Last week, I attended SREcon 2023. I was invited to attend the “next-gen delivery” working group meetings, due to my involvement within the Continuous Delivery Foundation (CDF). I used the opportunity to attend the rest of the conference as well. While I’ve never been an SRE by title, I’ve toed the line between operations and software development for many years.

Conference makeup

Surprisingly, the makeup of the conference attendees were different than I expected. It appeared that many of the folks were managerial. Talking with an organizer, they believed this was due to the budget cuts happening across our industry. They believed managers were attending to determine if it was a high-value conference to send their reports to. For similar budgetary reasons, large tech companies were underrepresented. The only participants from many (Google, Dropbox, etc) were those speaking. Ultimately, this made the conference feel less mature than I suspect previous years might have felt. Instead of these companies, financial services and healthcare were well represented.

The composition of the conference played heavily into the composition of the next-gen delivery working group. Many people were behind the curve on automation, handling large deploys across clusters manually. As such, there wasn’t a lot of learning about practices that we could learn from there. One notable exception was the vendor prodvana.io, which offers a convergence loop mechanism for deploys. What this means is that you declare some expected outcome state and the system has goal-seeking behavior to make that happen. This is similar to how kubernetes will attempt to achieve your stated definition. This is pretty interesting to me and I’m keen to experiment with building a convergence system to see where the idea has trouble.

In the main conference, the talks were segmented across two tracks. One track seemed to be more focused on the social side of incidents, while the other was more technical. Both had some good content, though there wasn’t always a timeslot with something I found interesting.

My favorite talks

Scaling kafka - Liz is a great speaker. This was good for me, as someone who’s not been near to having to maintain a kafka cluster. One of the things I really liked in this talk was discussion about spending “innovation tokens”. The premise was, you only get a fixed number of “innovation tokens” to spend for your product. They didn’t want to spend them on a kafka replacement, as they were already spending on their data store. The unstated alternative, would be that if they overspent, they would underserve their customers.

Writing a ultra low-latency trading system w/ go & java - Fantastic talk that does a deep dive into what it looks like to run an extremely low-latency system on public cloud infrastructure. They’re running at ~1 microsecond computation time and < 50 usec e2e latency. It’s a look at every section of the stack.

Network Error Logging - TIL about NEL, which allows browsers to send failed (and even successful) network fetch telemetry. Super useful for diagnosing connectivity issues, as discussed in the talk from Wikimedia.

There were several talks about diving into incident data. There was a shallow view from spotify and a deep view from a researcher at Verica. The latter talk pulled from a repository of 10k+ public incident reports, which is a juicy data set to look through.

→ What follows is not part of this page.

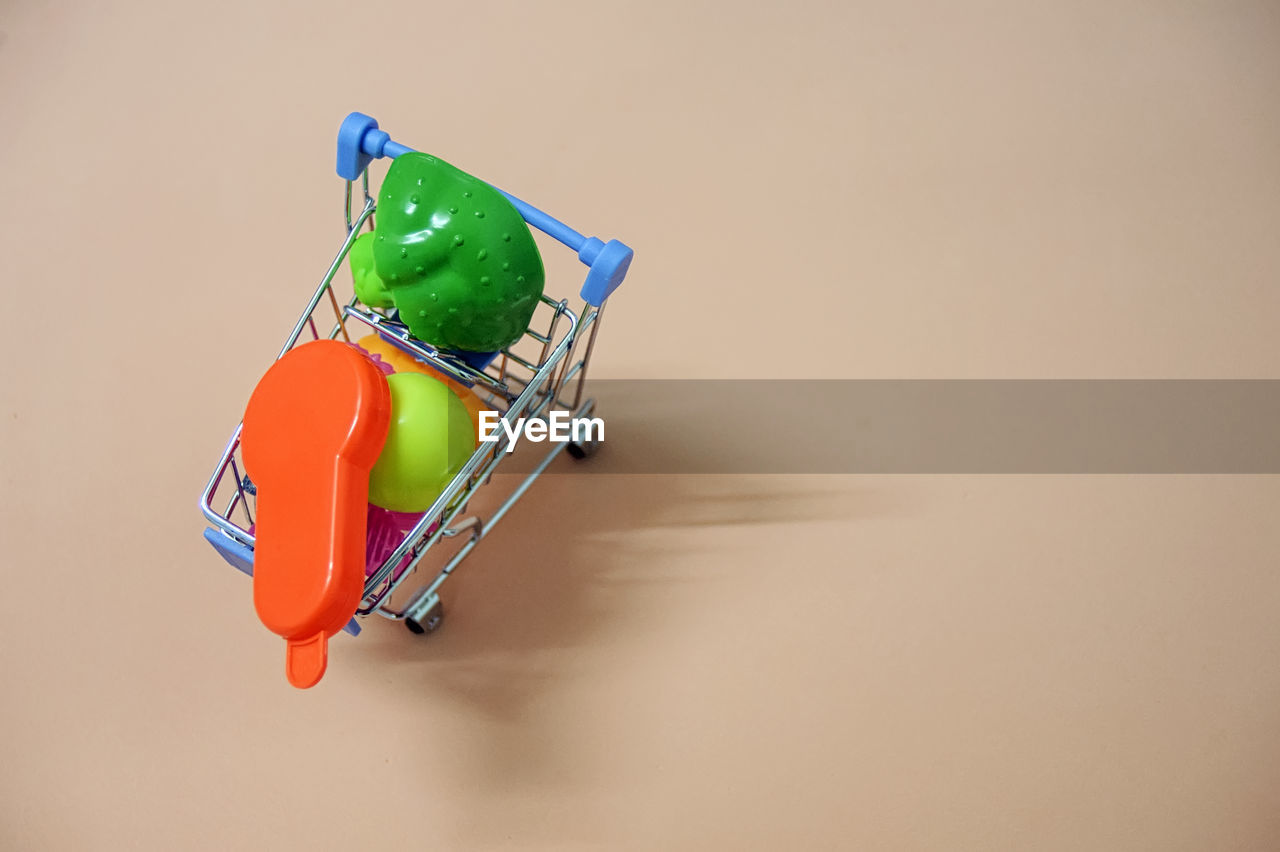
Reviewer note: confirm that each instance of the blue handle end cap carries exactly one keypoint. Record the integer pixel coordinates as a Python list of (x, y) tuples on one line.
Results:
[(352, 156), (608, 269)]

Planet-scale prometheus - A great talk from eBay folks about a massively scaled prometheus cluster. Lots of interest in it, which is exciting.

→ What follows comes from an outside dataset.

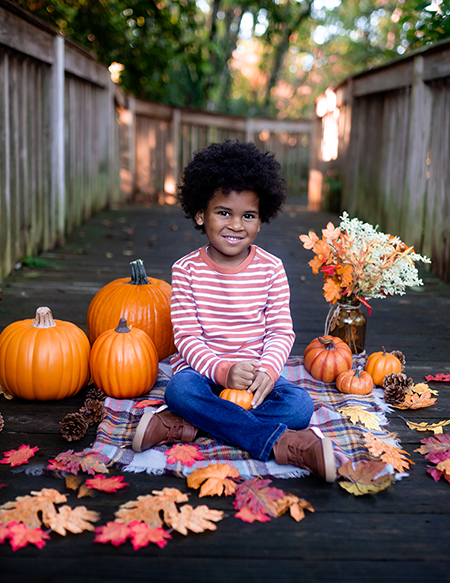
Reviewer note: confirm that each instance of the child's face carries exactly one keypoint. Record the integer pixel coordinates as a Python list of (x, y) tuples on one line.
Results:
[(231, 223)]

Adaptive concurrency control - A topic about how to recover from bursted workloads and preserve your services, tapping into some queue theory stuff. It’s a step beyond just a simple rate-limit. One thing I liked about this talk was specific examples of how to implement it.

Not a talk per-se, but I had some great conversations about risk estimation with John Benninghoff, an SRE manager in healthcare. He pointed me to the Society of Information Risk Analysts and a book on how to quantify risk.

Talks I want to watch afterwards

I wasn’t able to attend all the talks I wanted to, either due to the next-gen working group or other factors. These are on my list to watch later.

Conclusion

Interesting conference. There were gems and it certainly offered me some alternative viewpoints. I don’t think I would go back (working group aside), but I think folks more directly involved SRE may benefit.